# Drive cloning



## ddaley (Mar 12, 2012)

I am looking into the collective wisdom of the FreeBSD forums for advice on keeping my current, primary drive cloned to a secondary drive.  My FreeBSD machine has become my primary work computer and I would like to keep a clone of my current file system.  I have installed a second drive and partitioned it to match my primary drive and have cloned the file systems.  I would like to keep secondary as current as possible.  I issued this for the initial cloning (obviously mounting the secondary partitions under /mnt/<mount point>):


```
#!/usr/local/bin/bash

dump -0 -a -L -f - / | ( cd /mnt/root ; restore ruvf - )
dump -0 -a -L -f - /var | ( cd /mnt/var ; restore ruvf - )
dump -0 -a -L -f - /tmp | ( cd /mnt/tmp ; restore ruvf - )
dump -0 -a -L -f - /usr | ( cd /mnt/usr ; restore ruvf - )
```

I am planning to do this on a regular basis


```
#!/usr/local/bin/bash

dump -1 -a -L -f - / | ( cd /mnt/root ; restore ruvf - )
dump -1 -a -L -f - /var | ( cd /mnt/var ; restore ruvf - )
dump -1 -a -L -f - /tmp | ( cd /mnt/tmp ; restore ruvf - )
dump -1 -a -L -f - /usr | ( cd /mnt/usr ; restore ruvf - )
```

Is this an ok approach?  Is there a better solution?

BTW, I am not interested in RAID.  I want to do the clone when I know that my current system is in good shape (such as prior to upgrading ports or other critical components).

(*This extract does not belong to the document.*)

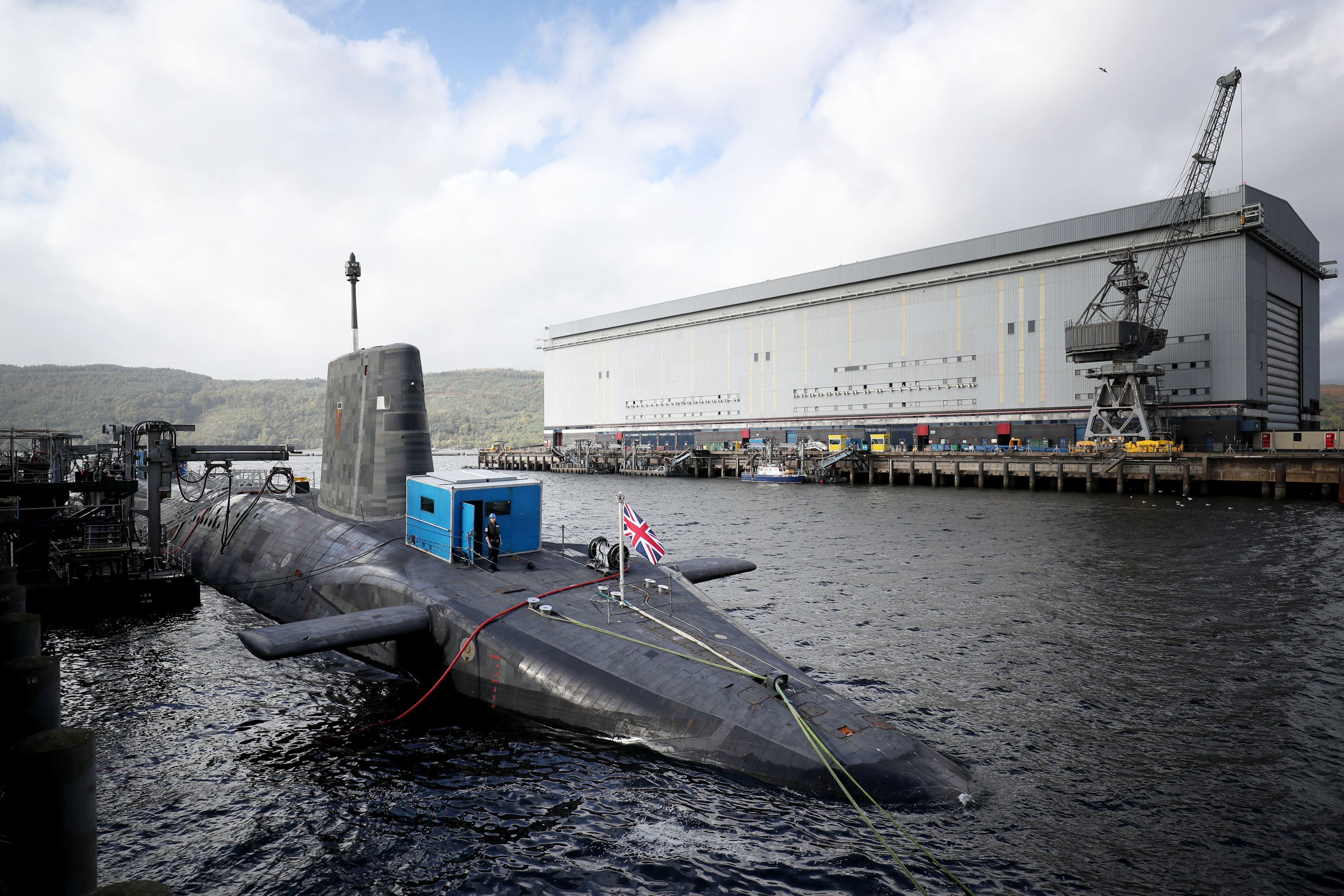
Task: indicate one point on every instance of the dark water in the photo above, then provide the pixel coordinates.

I also only plan to mount the secondary drive when I plan to do the clone.  I don't plan to always have the secondary mounted.


----------



## jb_fvwm2 (Mar 12, 2012)

If you read the manpage for dump, it has a sequence (0 3 2 5 4 ...) I've never had to restore from it, but past about "5" I delete it all before starting anew (otherwise it would run out of space...); OTOH search the forums for --bwlimit; I'd suggest augmenting the dump with an 
	
	



```
/usr# rsync ... ... . /mnt/usr # note the dot denoting the current [FILE]/usr[/FILE] source 
...
(rsync with the bwlimit parameter so you can do other stuff in the meantime)
```
  as it can be easier to restore from for the occaisional lost file or directory.  (Others may post the various other ways...)
[In the example above, you'd probably want a different /mnt than that targeted by your dump files, since rsync would delete the latter probably if they were not present in the source directory]


----------



## wblock@ (Mar 12, 2012)

rsync(1) won't delete files on the target by default.  It might be faster than dump for this.


----------



## ddaley (Mar 12, 2012)

Thanks for the info.  I am going to look into using rsync.  I found this as an example on their site, so I figure this may be a good starting place.  It is almost exactly what I want to do (with the exception of my file systems being named differently).  I don't think I'll use the --delete at first though.


*backup to a spare disk*

_I do local backups on several of my machines using rsync. I have an
extra disk installed that can hold all the contents of the main
disk. I then have a nightly cron job that backs up the main disk to
the backup. This is the script I use on one of those machines._


```
#!/bin/sh

    export PATH=/usr/local/bin:/usr/bin:/bin

    LIST="rootfs usr data data2"

    for d in $LIST; do
	mount /backup/$d
	rsync -ax --exclude fstab --delete /$d/ /backup/$d/
	umount /backup/$d
    done
```


----------



## jb_fvwm2 (Mar 12, 2012)

I use the --bwlimit parameter to decrease rsync's speed; I can browse normally with the 10,000 > 2,000 to-disk crash-avoidance fix (PCI SATA controller would otherwise hang or corrupt the target filesystem... ) and sometimes also to-USB. (The long line, which includes another fix for another issue, I've posted in other threads (maybe several times) ).


----------



## ctengel (Mar 12, 2012)

jb_fvwm2 said:
			
		

> I use the --bwlimit parameter to decrease rsync's speed; I can browse normally with the 10,000 > 2,000 to-disk crash-avoidance fix (PCI SATA controller would otherwise hang or corrupt the target filesystem... ) and sometimes also to-USB. (The long line, which includes another fix for another issue, I've posted in other threads (maybe several times) ).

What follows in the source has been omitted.